2023年07月08日 | 書評(ブックレビュー)・読書
   先に、スティーヴン ワインバーグ 著「科学の発見」で、(科学後進の中世ヨーロッパ)について感想を書いた。
   科学については、私の専門外であり、知識に乏しいので、世界史の知識深掘りにと思って読んだのだが、天文学の理論など、この本では詳細にテクニカルノートで解説されていて行き届いているのだが、如何せん、難しくて良く分からない。

   突出した歴史上の科学者は、ガリレオ、ニュートン、ダーウィン、アインシュタインと言うことだが、私の知識は、歴史の勉強で片鱗をかすったくらいで、全く初歩の初歩で、多少知っているのは、ダーウィンくらいであろうか。
   まず、興味深かったのは、ガリレオと宗教との対立。
   ガリレオの「天文対話」では、天動説のプトレマイオス説と地動説のコペルニクス説の「二大世界体系」が論じられているだけだが、当時、主な世界体系は、4つあって、他に、同心天球が地球を中心として回転しているとするアリストテレス説、および、地球は静止していて、太陽と月は地球の周りを回っているが、他のすべての惑星は太陽の周りを回っているとするティコ説があった。
   コペルニクス的転回と言われれる程革命的なコペルニクスの地動説の着想は1508年から1510年ごろだと推定されているが、ガリレオが、異端審問で有罪判決を受けたのは、1633年4月。
   ガリレオは、1615年に異端審問所から「コペルニクス説を信じること、擁護すること、教えること」を禁じる公開命令書を受け取っていたが、この命令書に違反したことで、「異端の濃厚な疑い」で終身刑を言い渡され、天動説の撤回を宣告させられたのである。
   法廷を出るとき、ガリレオがラテン語で、「それでも地球は動く」とつぶやいたという話があるが、おそらく作り話であろうと言うのが面白い。  

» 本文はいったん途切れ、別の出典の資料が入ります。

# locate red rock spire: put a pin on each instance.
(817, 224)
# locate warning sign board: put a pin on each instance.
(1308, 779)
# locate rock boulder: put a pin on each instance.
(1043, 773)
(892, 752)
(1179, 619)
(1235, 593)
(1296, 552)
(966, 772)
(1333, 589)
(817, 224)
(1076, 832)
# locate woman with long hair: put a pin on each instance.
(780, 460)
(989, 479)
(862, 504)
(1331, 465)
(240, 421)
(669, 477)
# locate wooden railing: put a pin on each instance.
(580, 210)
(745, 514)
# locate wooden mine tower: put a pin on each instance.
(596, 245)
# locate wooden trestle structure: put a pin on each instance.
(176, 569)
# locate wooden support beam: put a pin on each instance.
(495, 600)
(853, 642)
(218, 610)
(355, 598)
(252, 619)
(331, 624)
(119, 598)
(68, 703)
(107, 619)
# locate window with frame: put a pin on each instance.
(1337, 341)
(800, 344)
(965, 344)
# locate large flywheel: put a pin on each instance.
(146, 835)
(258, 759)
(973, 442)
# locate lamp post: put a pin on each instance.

   私が関心を持ったのは、これらの論争でも、プトレマイオスやアリストテレス、それに、ケプラーさえプラトンの呪縛から完全に逃れなかったと言うほど、当時の科学にまでギリシャの影響が残っていて、世界観を縛り付けていた、その強度な影響力の存在である。

   もう一つガリレオで印象的なのは、望遠鏡の導入と使用によって観測天文学に革命をもたらし、彼の運動の研究は、現代実験物理学の模範となったことである。ガリレオは望遠鏡を自作して、当時角度が3~4倍だったのを20倍までに高めて、この望遠鏡を使って天体観測を初めて、偉大な6つの発見をした。ことである。
   望遠鏡、レンズで思い出すのは、オブスキュラが、フェルメールの素晴しい絵画を生み出したこと、
   私は、写真歴が長いので、レンズは神秘的な魔物であることを知っているので、面白い。

   いずれにしろ、コペルニクス、ティコ・ブラーエ、ケプラー、ガリレオの計算と観測によって、太陽系は正しく解明され記述され、ケプラーの三法則の形に纏められた。
   ガリレオが正しかろうと間違っていようと、教会にとって教義に反する異端であれば断罪された宗教優位の時代、
   今では、現代社会は、一般的に、一部の例外を除いて、宗教上の意見に対して、その意見が正しかろうと間違っていようと、政府や宗教的権威が罰則を科す権利はないと言う教訓を学んでいる。ハラリの言う「ホモゼウス」の時代に逆転したのである。